I'm back from my extended holiday in Thailand and am ready to start blogging again. Thailand was amazing by the way and I will definitely be going back later in the year. Thanks to Matt, one of my blog readers, for showing me round Phuket. I had a great time.
I want to start by looking at the EUR/USD pair. Before I left I wrote this post on 19 January explaining why you should look out for a breakout below 1.4218 and 1.4141. Well as it turned out the price fell sharply and fell below these two levels shortly after I wrote this post, and my prediction of a significant fall has actually come true.
However we are now at a very interesting point and it's not easy to predict where we go from here.
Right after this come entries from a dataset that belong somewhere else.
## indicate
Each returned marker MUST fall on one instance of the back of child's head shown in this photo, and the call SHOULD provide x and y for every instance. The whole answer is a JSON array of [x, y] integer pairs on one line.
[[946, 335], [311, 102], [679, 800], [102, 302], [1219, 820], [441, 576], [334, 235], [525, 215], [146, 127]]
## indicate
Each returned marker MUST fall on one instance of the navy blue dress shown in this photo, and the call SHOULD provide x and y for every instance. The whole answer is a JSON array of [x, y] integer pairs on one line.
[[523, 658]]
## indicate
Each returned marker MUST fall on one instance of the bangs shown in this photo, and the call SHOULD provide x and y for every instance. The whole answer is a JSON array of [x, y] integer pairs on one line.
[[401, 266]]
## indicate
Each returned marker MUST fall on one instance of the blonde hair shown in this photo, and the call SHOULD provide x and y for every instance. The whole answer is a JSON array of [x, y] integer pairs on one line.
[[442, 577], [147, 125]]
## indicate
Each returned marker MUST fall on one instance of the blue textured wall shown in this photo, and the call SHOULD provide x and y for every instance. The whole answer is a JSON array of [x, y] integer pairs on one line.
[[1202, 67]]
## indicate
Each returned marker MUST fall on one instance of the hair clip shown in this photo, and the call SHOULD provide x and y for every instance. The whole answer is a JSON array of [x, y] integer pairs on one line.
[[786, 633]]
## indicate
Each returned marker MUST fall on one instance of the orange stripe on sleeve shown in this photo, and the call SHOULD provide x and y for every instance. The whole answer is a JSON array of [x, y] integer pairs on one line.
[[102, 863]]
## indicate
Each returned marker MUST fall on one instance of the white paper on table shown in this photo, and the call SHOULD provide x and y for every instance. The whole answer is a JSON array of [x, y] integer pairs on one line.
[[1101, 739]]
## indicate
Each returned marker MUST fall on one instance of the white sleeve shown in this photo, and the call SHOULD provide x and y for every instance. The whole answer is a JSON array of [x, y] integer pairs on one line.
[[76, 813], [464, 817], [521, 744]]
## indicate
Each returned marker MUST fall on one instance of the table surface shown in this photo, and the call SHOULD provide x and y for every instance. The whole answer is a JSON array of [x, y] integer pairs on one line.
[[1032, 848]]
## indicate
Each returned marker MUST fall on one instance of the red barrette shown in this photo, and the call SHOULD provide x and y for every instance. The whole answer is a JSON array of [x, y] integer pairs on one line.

If you go back to the low of 2009, ie the beginning of March, and plot fibonacci levels based on the highest point which occurred in November of last year, you can see that the price has hit the highly significant 61.8% level already. This level was around 1.3483 and the price has since rebounded slightly to 1.3616.
So this fibonacci level could act as a crucial support level and we may well see the price slowly creep upwards towards the EMA (200), which currently stands at 1.4218. Indeed I think this is most likely scenario, but if the price were to close below 1.3483 in the coming weeks, then it could easily retest last year's lows in my opinion.
Anyway going back to my January prediction, it's worth noting how much money you can potentially make if you look for possible breakouts on the longer term charts. These two levels were highly significant and once they were taken out, there was always likely to be heavy fall. You don't always have to trade the short-term charts. Just a handful of these breakout trades can generate some very healthy profits.